Due to a difficulty in dealing with the nonlinear vibration signals collected from varying speeds by conventional signal process method, it was worse to develop fault diagnosis in this case, so that this paper proposed a bearing intelligent fault diagnosis method under varying conditions by angular domain resampling, Symmetrized Dot Pattern (SDP) and deep convolutional neural networks (DCNN). To further increase the proportion of fault information in signals, CEEMDAN was applied in denoising and reconstructing the angular domain vibration signals, and the denoised and reconstructed signals were visualized by SDP, where the SDP parameters were determined by Pearson correlation coefficient.
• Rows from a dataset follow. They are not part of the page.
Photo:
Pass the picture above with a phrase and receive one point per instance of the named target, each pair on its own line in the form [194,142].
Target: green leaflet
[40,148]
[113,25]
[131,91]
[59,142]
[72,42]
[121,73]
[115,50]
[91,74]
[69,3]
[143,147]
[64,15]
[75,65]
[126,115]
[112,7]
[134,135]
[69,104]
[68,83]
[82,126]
Moreover, the SDP patterns were formed by mapping the different reconstructed fault signals into a polar coordinate system, and the formed SDP patterns were classified by DCNN so as to realize fault diagnosis. Finally, the effectiveness of the proposed bearing intelligent fault diagnosis method was verified by a bearing vibration experiment, and the superiority was compared with six diagnosis methods. Results demonstrate that the proposed method can diagnose bearing fault effectively under variable conditions, and both the training and testing samples have also achieved a good performance with diagnosis accuracy of 97.14% and 96.00%, and the training samples and testing samples for the outer ring pitting is 100%. The poorest diagnosis accuracies for training samples and testing samples appear in outer ring crack with diagnostic accuracy of 94% and 92%, indicating that the proposed method is one of the most superior diagnosis methods under the same test conditions.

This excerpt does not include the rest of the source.